Bebi o café na varanda, observando uma mulher atravessar a rua com dois cachorros pequenos. Um deles parava a cada três passos para cheirar algo invisível. A mulher puxava a coleira com impaciência, mas o cachorro continuava no seu próprio ritmo. Pensei: isso é a personagem. Ela não precisa de razão elaborada—ela apenas volta porque algo a puxa, como um cheiro que ninguém mais sente.
Voltei para a escrita com essa imagem. Três parágrafos depois, ela finalmente se moveu. Não por decisão heroica ou revelação dramática, mas porque deixei de exigir que ela me explicasse tudo. Às vezes a melhor ficção é aquela que reconhece o inexplicável, que deixa espaço para o mistério respirar.

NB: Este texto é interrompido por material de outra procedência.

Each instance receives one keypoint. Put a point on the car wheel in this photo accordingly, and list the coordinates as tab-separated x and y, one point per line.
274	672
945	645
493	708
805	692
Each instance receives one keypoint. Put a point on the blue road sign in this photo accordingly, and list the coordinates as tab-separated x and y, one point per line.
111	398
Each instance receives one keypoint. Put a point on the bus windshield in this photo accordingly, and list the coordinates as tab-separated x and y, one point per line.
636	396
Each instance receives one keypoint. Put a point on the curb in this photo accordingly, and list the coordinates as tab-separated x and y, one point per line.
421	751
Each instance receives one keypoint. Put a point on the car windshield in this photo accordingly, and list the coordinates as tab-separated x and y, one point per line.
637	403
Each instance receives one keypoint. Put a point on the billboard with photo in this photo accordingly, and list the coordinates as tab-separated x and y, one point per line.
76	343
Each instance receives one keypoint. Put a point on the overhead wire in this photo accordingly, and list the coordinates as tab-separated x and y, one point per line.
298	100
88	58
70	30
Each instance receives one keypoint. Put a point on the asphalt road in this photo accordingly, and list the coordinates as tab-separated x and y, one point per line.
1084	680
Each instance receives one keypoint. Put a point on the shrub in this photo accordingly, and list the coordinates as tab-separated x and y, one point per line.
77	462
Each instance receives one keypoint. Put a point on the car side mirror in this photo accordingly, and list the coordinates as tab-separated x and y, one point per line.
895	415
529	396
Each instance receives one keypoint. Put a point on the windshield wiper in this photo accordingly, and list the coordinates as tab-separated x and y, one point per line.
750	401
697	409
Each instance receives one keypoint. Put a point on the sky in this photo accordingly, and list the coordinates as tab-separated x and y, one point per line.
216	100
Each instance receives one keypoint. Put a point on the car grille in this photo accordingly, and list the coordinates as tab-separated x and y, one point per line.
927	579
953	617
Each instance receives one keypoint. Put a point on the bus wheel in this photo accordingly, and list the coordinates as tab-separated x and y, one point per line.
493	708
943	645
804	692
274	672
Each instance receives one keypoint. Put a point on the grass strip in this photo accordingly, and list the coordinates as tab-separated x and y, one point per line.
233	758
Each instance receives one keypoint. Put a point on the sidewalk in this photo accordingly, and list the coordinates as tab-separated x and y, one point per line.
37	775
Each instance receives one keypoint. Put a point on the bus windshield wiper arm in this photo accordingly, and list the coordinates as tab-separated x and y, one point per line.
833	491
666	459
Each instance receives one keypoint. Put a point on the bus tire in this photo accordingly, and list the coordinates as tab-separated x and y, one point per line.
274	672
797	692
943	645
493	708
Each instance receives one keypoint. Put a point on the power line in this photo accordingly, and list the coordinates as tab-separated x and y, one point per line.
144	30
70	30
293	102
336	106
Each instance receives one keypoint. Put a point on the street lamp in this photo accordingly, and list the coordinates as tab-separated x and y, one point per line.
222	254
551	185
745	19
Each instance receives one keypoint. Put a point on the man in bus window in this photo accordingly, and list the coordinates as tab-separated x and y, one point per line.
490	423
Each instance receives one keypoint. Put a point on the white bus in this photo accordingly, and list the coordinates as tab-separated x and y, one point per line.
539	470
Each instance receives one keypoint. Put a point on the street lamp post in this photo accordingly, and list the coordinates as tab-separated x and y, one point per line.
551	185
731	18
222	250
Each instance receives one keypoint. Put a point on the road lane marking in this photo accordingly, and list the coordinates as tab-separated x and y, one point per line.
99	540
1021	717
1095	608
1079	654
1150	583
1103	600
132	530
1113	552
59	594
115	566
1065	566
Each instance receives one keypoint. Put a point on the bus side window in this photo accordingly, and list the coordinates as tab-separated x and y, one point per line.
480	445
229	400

Guardei o caderno quando percebi que tinha passado duas horas sem levantar os olhos. A luz da manhã já tinha mudado—agora era aquele branco forte do meio-dia. Minha personagem finalmente tinha atravessado a cena, e eu tinha aprendido a parar de puxar a coleira.
Amanhã vou tentar lembrar disso: nem tudo precisa ser desvendado. Algumas coisas existem melhor quando deixamos que permaneçam um pouco opacas, um pouco fora de alcance.